In veterinary medicine, no method to estimate total body surface area has been described. Because of the various sizes and body conformations in veterinary patients, attempts to estimate the total body surface area involved in burn injuries using human methodology and body diagrams can lead to estimation discrepancies.3,11
Classification, Clinical Signs, & Healing Characteristics of Burns
Mild localized burns can result in local responses, and severe burn injuries can lead to life-threatening cardiovascular, respiratory, metabolic, and/or immunologic disorders.1-3,8-10,12 Localized responses consist of 3 zones of injury (ie, coagulation, stasis, hyperemia; Figure 1). The coagulation zone is the central area of maximum tissue damage and includes coagulation of proteins and irreversible tissue damage. The stasis zone is characterized by progressive thrombosis of surrounding vessels and decreased tissue perfusion. Tissue recovery in the stasis zone is variable. The outermost zone is the hyperemia zone and has increased perfusion and good tissue recovery.1,12
Systemic responses that release inflammatory mediators and cytokines occur with severe burns that affect ≥30% of total body surface area.13 Cardiovascular derangements from burn shock can occur due to reduced cardiac output, fluid loss, and increased vascular resistance.3 Furthermore, an increase in basal metabolic rate and a down-regulation of cell-mediated and humoral immune responses can be associated with severe burn injuries.12,14 Smoke inhalation, an associated comorbid condition in housefire or campfire victims, can be associated with bronchoconstriction, hypoventilation, pneumonia, and respiratory distress.14 Metabolic disorders do not occur with local burn injuries.3
History
When the burn is witnessed, history-taking should be straightforward.
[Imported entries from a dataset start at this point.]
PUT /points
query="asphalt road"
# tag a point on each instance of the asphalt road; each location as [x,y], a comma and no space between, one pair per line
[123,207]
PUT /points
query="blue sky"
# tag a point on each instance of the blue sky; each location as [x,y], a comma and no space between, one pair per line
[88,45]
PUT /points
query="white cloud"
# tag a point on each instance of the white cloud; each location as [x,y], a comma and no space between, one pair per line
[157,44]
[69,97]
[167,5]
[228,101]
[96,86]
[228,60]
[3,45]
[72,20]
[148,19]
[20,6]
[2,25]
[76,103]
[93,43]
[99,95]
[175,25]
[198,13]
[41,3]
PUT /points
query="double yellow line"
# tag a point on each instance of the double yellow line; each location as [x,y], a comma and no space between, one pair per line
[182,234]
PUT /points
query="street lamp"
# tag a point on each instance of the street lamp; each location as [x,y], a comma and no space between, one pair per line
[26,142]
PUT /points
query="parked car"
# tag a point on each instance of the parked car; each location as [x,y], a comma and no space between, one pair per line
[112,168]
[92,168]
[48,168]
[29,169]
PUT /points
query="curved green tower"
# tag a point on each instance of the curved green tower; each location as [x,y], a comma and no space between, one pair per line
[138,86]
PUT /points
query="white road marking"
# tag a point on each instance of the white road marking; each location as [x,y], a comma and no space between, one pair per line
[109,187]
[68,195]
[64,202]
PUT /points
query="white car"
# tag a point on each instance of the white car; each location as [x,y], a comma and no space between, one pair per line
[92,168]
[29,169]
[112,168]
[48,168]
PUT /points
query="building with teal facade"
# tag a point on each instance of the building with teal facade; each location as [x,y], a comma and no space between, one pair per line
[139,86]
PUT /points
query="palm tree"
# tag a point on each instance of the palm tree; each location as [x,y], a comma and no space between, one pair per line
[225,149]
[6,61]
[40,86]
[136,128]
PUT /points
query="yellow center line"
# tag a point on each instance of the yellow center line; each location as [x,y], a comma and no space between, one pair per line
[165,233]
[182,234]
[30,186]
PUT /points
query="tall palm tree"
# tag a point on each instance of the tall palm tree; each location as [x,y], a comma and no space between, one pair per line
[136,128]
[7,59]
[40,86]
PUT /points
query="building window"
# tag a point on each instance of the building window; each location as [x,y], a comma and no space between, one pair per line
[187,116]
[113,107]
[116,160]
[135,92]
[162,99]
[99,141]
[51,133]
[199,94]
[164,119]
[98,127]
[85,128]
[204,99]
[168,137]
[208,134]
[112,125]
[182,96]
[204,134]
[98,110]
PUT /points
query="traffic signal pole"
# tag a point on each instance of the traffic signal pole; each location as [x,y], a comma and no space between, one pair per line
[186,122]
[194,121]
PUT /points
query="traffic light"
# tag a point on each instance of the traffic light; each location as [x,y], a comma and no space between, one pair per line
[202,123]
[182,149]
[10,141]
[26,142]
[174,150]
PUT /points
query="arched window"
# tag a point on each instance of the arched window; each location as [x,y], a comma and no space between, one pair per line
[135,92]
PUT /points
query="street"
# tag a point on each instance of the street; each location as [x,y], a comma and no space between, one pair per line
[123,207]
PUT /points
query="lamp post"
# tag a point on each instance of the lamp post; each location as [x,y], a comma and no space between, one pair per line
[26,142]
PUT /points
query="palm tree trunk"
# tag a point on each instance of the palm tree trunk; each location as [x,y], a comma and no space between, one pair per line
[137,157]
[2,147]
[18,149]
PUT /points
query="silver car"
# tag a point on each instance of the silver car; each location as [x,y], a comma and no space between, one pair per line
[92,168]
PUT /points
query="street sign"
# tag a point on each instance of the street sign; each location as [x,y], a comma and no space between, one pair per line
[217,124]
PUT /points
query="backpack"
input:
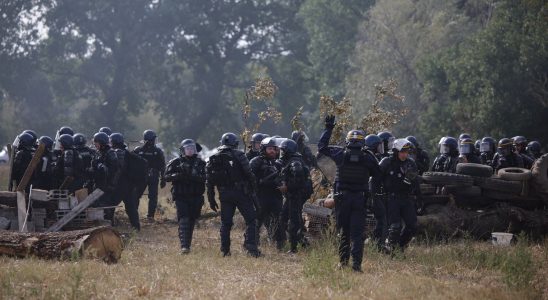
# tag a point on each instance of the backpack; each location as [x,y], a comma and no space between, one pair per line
[224,169]
[137,168]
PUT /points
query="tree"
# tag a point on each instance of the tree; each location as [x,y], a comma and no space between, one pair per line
[494,83]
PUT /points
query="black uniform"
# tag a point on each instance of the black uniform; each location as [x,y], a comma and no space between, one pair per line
[511,160]
[187,176]
[124,190]
[43,175]
[270,199]
[422,161]
[156,168]
[21,161]
[399,186]
[69,165]
[446,163]
[229,170]
[295,175]
[354,168]
[105,172]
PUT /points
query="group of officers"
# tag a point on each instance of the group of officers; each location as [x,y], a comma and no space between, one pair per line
[67,162]
[269,183]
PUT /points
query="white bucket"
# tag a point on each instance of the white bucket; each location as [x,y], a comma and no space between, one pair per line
[501,238]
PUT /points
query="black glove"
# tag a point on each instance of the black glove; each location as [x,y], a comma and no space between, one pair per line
[329,122]
[213,205]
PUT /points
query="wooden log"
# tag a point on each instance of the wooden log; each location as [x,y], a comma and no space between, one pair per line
[76,211]
[31,167]
[8,198]
[22,211]
[102,243]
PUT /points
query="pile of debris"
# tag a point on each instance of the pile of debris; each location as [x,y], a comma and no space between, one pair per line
[473,202]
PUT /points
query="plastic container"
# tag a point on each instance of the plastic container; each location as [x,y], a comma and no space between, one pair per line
[501,238]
However, if the burn was not observed, skin damage may not be easily recognized by the pet owner, and presentation can be delayed, which is not uncommon. Skin lesions can occasionally be associated with a recent event or procedure (eg, contact with heating pads in anesthetic procedures, radiation therapy, heat lamps, hair dryers). In cases of malicious burns, responses during history-taking may be evasive and inconsistent, with a lack of explanation or nonplausible cause given for the burn.2,4-7,12
Clinical Signs
Superficial burns appear as erythematous, painful lesions with no blister formation or systemic involvement.11 The surface of these lesions is generally dry and flaky, blanches under pressure, and is prone to desquamation.3,11
Superficial partial-thickness burns are characterized as erythematous, moist lesions with moderate edema.8 Fluid-filled blisters tend to form shortly after injury and may break open. These wounds are often exceptionally painful due to loss of epidermal integrity and exposure of nerve endings.9
Deep partial-thickness and full-thickness burns develop a leather-like eschar of dead tissue that separates from viable skin (Figure 2).3,10,15 In deep partial-thickness burns, edema is intense and sensitivity to touch is reduced.9 Appearance is variable, with a mixed red to waxy white color. Blisters are often absent, and the wound surface is typically wet. Erythematous lesions still blanch but have a slow capillary refill time, and vascularity is compromised.3,9,11 Full-thickness burn wounds have a variable white, tan, or cherry red to black color and eschar formation. These wounds are dry and leathery in appearance, and hair epilates easily. Lesions do not blanch under pressure due to thrombotic blood vessels and poor distal circulation. Full-thickness burns may be painless or only have discomfort elicited with deep palpation and/or pressure due to complete destruction of nerve endings.9-11,16
Patients with substantial nonsuperficial burns can develop burn shock within 24 to 48 hours. Burn shock is a result of hypovolemia and the release of inflammatory mediators.3 Fluid loss can lead to hemodynamic instability that manifests clinically as hypotension, cardiac arrhythmias, and decreased capillary refill time.11
Same dog as in Figure 1. Localized deep partial-thickness wound 14 days after burn injury. The zone of maximum tissue damage characterized by leathery eschar formation can be noted. Photo courtesy of Dr. Becky Zaremba
Diagnosis
If the patient has a dense overlying haircoat, severity and extent of injury may be difficult to interpret until thick adherent crusts become evident or a necrotic odor is noticed. Toxic epidermal necrolysis is one of the main differential diagnoses; other common differential diagnoses include erythema multiforme, epidermal and subepidermal autoimmune blistering diseases (eg, pemphigus vulgaris, bullous pemphigoid), ischemic dermatopathies, and pressure necrosis.5 Burn wound biopsy can be helpful in determining the cause of injury and extent of microbial infection, establishing anatomic depth of the injury, and evaluating the adequacy of surgical excision17,18; it also has medical, legal, and forensic value.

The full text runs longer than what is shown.